Unified treatment of resonant and non-resonant mechanisms in dissociative recombination: benchmark study of CH$^+$
Joshua Forer, Dávid Hvizdoš, Xianwu Jiang, Mehdi Ayouz, Chris H. Greene, Viatcheslav Kokoouline
TL;DR
This work introduces a unified MQDT-based framework for dissociative recombination that treats direct and indirect mechanisms on equal footing by performing fixed-$R$ electron-scattering calculations and then applying rovibronic frame transformations to obtain a fully rovibronic S-matrix. It avoids the need to compute bound dissociative states of the neutral molecule, instead generating vibrational continua with a complex absorbing potential and mapping to the CH$^+$ rovibronic channel space, including rotational structure.

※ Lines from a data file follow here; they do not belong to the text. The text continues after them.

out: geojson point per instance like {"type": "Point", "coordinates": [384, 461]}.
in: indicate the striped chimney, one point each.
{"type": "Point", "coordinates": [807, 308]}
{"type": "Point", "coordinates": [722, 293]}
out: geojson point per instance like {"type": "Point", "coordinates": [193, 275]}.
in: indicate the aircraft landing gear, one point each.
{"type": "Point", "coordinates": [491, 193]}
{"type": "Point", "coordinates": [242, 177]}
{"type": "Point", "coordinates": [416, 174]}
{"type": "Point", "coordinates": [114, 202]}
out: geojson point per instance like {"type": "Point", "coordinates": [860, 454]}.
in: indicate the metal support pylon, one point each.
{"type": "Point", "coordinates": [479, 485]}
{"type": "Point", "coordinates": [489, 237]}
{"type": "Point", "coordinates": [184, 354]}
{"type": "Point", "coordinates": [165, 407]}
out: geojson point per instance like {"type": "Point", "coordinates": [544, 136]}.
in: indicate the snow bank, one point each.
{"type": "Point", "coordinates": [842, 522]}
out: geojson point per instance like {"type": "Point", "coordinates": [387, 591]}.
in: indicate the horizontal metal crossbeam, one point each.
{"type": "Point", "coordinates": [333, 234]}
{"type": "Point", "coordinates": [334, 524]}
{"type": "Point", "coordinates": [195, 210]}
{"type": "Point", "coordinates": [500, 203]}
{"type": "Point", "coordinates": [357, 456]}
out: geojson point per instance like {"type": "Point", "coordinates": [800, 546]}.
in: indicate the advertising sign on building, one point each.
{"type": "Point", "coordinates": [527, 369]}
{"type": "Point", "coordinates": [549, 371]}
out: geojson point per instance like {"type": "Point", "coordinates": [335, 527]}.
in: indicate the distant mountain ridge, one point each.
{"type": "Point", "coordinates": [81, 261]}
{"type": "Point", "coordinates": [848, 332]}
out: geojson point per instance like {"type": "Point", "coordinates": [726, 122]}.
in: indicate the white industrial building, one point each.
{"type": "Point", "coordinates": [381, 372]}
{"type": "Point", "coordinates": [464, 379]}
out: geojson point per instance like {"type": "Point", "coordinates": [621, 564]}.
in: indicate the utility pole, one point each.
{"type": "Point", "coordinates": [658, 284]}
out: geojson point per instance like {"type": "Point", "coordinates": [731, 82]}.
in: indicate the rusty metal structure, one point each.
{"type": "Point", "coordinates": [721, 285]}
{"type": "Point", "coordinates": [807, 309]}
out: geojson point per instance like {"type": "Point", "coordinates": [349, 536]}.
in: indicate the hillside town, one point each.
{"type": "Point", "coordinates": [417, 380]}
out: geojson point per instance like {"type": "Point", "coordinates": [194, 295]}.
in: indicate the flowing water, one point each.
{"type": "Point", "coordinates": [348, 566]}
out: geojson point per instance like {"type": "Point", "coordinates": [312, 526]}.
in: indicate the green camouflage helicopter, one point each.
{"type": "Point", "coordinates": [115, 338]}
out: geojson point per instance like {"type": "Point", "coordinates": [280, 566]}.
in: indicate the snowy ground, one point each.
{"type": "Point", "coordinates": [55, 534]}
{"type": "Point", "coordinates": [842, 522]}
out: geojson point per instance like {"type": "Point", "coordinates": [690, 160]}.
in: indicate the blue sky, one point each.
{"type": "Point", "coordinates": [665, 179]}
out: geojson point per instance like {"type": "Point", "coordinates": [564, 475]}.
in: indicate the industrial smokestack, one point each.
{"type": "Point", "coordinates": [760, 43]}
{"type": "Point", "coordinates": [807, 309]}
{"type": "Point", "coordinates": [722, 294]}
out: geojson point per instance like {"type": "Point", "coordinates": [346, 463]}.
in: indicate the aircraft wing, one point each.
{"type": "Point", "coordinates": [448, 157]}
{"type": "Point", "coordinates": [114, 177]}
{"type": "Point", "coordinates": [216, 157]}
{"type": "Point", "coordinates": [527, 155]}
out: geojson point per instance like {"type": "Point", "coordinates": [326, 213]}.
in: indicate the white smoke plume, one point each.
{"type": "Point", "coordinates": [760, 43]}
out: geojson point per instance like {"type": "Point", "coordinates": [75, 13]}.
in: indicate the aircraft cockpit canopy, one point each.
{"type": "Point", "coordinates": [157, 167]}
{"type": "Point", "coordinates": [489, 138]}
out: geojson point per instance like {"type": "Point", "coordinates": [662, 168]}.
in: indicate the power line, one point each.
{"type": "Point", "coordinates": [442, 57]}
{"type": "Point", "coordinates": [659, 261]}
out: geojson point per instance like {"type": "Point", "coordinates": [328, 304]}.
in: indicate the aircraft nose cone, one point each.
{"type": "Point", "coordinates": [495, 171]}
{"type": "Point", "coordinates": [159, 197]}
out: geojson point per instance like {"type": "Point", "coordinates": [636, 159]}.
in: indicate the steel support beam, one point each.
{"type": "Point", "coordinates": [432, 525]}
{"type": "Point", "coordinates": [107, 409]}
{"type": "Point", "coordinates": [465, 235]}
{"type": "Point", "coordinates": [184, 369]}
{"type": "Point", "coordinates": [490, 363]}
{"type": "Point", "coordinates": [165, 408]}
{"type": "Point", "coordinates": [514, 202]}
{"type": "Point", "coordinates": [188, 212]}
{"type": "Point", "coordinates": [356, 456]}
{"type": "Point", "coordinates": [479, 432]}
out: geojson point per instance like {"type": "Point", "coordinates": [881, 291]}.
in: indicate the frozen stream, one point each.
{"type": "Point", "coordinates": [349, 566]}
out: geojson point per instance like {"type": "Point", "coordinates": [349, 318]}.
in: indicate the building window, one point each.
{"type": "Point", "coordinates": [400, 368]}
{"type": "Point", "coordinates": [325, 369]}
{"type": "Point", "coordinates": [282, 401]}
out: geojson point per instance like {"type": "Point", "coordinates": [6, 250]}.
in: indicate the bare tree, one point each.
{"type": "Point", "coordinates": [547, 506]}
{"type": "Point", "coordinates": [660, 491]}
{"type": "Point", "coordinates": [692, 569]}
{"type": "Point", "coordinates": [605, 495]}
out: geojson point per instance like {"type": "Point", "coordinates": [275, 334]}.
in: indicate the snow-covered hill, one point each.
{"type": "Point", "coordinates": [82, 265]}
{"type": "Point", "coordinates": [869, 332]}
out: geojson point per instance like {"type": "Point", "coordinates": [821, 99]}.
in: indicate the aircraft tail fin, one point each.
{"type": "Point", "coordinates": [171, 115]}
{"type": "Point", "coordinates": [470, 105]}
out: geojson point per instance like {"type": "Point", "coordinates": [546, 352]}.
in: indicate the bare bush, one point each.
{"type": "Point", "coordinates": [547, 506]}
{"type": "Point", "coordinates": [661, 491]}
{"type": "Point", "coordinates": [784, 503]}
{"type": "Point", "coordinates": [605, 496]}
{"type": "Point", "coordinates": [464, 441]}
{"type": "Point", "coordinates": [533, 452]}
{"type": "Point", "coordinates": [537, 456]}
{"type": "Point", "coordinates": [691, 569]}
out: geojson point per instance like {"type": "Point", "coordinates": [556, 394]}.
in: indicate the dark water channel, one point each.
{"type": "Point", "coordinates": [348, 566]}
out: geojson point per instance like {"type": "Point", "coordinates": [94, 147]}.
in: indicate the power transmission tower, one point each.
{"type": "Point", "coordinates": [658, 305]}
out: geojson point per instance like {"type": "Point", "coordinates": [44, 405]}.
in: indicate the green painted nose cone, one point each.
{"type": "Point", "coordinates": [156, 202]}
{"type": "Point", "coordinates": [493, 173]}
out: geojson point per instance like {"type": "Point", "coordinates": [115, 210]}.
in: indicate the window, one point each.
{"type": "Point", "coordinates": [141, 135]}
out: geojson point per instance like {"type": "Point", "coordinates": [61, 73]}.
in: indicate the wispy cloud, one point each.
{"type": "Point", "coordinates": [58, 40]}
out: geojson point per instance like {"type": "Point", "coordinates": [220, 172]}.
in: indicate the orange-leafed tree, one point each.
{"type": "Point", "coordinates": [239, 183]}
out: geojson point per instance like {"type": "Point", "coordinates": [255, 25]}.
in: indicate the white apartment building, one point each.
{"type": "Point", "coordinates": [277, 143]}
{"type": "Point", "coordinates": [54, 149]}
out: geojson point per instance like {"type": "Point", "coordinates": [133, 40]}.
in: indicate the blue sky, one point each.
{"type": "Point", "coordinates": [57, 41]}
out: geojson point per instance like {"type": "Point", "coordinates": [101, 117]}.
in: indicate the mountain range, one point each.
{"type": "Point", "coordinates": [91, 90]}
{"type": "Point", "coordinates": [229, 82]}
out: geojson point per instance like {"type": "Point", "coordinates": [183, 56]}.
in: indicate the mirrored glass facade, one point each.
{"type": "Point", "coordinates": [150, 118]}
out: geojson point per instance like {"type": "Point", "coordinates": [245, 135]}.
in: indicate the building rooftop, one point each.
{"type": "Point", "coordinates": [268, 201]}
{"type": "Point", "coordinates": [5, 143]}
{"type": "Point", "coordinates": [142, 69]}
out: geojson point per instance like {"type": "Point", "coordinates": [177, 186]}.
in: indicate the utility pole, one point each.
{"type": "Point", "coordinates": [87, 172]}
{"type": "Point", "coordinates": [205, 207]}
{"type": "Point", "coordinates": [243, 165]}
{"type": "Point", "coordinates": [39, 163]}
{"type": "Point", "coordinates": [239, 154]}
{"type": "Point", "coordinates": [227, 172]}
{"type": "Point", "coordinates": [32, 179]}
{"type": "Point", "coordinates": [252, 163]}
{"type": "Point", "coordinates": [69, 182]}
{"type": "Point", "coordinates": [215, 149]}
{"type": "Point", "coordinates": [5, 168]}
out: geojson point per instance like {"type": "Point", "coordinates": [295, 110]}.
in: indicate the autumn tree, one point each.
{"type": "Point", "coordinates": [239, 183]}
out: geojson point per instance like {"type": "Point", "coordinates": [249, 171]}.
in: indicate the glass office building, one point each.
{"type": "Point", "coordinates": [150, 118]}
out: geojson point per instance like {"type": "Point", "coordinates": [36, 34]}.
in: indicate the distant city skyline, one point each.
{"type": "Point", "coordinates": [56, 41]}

The CH$^+$ DR cross section calculated with this approach agrees with state-resolved CSR measurements, reproducing both the magnitude and resonance structure, and demonstrates the method's applicability to open-shell diatomic ions. The study highlights practical improvements over previous methods and outlines paths to further enhance accuracy, such as incorporating energy-dependent scattering matrices and long-range coupling effects, with broad significance for plasma modelling and astrochemistry.
Abstract
The theoretical approach developed here treats uniformly the direct and indirect mechanisms of dissociative recombination (DR) in a diatomic ion. The present theory is based on electron scattering calculations performed at several internuclear distances in the molecule. It is easy to implement becaus there is no need to separately evaluate couplings and the bound dissociative states of the neutral molecule. The theory can be applied to molecular ions with or without electronic resonances at low energies. The approach is applied to compute the DR cross section in electron-CH$^+$ collisions. The computed cross section agrees generally well with recent state-resolved data from a cryogenic storage-ring experiment, which validates the approach.